Réfléchis, Zéro. Qui, à ta connaissance, trempe là-dedans ? Le secrétaire de la défense, le vice-président, des membres du congrès, une poignée de sénateurs, des membres de la NSA, du Conseil de la Sécurité Nationale et même de la CIA… Des noms et des visages traversèrent son esprit comme dans une liste déroulante. Zéro inspira d’un coup, tandis qu’une céphalée de tension commençait à se former à l’avant de son crâne. Il avait enquêté sur bon nombre d’entre eux et même trouvé quelques preuves dont il avait enfermé les documents dans son coffre-fort d’Arlington, mais il craignait fort que ce ne soit pas suffisant pour réellement prouver ce qui était en train de se passer.

Son téléphone mobile se mit à sonner dans sa poche mais il décida de ne pas répondre.

Pourquoi maintenant ? Il n’avait pas besoin de ses nouveaux souvenirs pour répondre à cette question-là. C’était une année électorale. Dans un peu plus de six mois, Pierson serait soit réélu pour un second mandat ou alors remplacé par un Démocrate. Et rien ne susciterait plus de soutien qu’une campagne réussie contre un ennemi hostile.

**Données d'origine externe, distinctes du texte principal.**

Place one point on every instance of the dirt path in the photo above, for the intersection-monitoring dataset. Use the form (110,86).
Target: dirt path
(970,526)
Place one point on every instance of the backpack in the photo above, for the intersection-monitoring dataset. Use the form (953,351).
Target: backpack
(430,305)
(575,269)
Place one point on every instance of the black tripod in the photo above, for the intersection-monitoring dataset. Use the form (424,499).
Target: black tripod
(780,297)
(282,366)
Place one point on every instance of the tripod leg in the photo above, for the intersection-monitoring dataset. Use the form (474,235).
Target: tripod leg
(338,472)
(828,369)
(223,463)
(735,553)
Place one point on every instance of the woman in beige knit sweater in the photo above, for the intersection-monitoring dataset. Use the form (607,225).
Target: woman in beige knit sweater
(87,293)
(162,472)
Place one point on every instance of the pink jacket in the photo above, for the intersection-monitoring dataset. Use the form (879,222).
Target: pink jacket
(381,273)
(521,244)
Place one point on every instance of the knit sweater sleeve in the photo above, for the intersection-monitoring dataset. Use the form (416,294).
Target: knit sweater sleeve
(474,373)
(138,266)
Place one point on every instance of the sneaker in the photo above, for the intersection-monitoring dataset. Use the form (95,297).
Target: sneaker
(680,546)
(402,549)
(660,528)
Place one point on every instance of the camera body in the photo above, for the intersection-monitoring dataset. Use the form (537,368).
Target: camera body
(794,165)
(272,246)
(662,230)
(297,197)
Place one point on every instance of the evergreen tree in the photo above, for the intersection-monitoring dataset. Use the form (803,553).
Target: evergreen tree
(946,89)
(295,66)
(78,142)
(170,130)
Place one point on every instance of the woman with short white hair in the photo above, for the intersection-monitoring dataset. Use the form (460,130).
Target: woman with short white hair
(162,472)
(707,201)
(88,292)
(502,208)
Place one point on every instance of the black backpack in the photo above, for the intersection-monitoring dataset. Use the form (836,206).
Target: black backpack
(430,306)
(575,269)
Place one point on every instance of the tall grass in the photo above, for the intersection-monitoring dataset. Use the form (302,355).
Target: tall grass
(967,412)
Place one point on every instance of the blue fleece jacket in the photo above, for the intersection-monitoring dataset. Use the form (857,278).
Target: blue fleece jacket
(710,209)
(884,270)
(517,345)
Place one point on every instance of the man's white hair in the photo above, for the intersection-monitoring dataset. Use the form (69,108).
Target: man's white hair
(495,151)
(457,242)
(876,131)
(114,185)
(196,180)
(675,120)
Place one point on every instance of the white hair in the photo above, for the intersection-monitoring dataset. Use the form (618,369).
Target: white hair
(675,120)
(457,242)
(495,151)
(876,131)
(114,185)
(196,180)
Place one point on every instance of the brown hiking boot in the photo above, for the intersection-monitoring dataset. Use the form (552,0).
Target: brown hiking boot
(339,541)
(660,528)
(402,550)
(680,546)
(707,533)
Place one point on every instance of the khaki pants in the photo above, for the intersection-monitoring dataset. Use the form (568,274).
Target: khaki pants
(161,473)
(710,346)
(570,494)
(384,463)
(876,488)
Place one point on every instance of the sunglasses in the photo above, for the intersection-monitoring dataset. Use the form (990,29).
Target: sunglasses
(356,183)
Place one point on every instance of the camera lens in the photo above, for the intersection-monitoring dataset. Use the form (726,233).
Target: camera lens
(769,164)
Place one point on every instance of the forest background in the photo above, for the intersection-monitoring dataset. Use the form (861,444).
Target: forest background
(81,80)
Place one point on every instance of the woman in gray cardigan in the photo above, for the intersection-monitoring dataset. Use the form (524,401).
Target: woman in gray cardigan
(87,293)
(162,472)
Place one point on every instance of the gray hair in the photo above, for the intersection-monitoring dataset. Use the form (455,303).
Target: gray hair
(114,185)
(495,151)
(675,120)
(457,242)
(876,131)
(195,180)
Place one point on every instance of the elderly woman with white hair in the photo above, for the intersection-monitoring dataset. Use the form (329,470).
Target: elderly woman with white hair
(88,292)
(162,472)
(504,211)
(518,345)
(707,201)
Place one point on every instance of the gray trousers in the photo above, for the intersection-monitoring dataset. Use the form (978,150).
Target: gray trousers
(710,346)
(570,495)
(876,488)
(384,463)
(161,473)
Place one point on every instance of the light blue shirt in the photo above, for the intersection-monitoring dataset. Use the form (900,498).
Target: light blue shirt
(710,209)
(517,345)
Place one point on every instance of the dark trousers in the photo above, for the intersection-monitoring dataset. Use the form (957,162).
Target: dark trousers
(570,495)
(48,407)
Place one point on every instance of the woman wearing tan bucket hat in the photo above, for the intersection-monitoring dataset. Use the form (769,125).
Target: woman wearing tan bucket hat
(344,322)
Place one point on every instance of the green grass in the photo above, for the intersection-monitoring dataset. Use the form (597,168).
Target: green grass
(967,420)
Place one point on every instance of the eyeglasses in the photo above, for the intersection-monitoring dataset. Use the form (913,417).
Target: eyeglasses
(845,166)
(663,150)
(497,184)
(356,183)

Il était certain que Pierson ne faisait pas partie du complot. D’ailleurs, Zéro se souvint tout à coup que Pierson, lors de sa première année au pouvoir, avait signé un décret pour diminuer la présence militaire américaine en Irak et en Iran. Il était opposé à une nouvelle guerre au Moyen Orient sans provocation… raison pour laquelle ceux qui œuvraient dans l’ombre avaient besoin d’un catalyseur comme la Confrérie.

Et pendant que les USA diminuaient leur présence, les russes augmentaient la leur. Maria avait mentionné le fait que les ukrainiens s’inquiétaient que la Russie tente de s’emparer de sites de production de pétrole dans la Mer Noire. C’était la raison pour laquelle elle s’était prudemment alliée à eux afin de partager des informations. Les conspirateurs américains étaient de mèche avec les russes. Les USA auraient le détroit et les russes obtiendraient la Mer Noire. Les États-Unis ne feraient rien pour empêcher la Russie d’atteindre ses objectifs, et la Russie répondrait de la même façon, peut-être même en les soutenant au Moyen Orient.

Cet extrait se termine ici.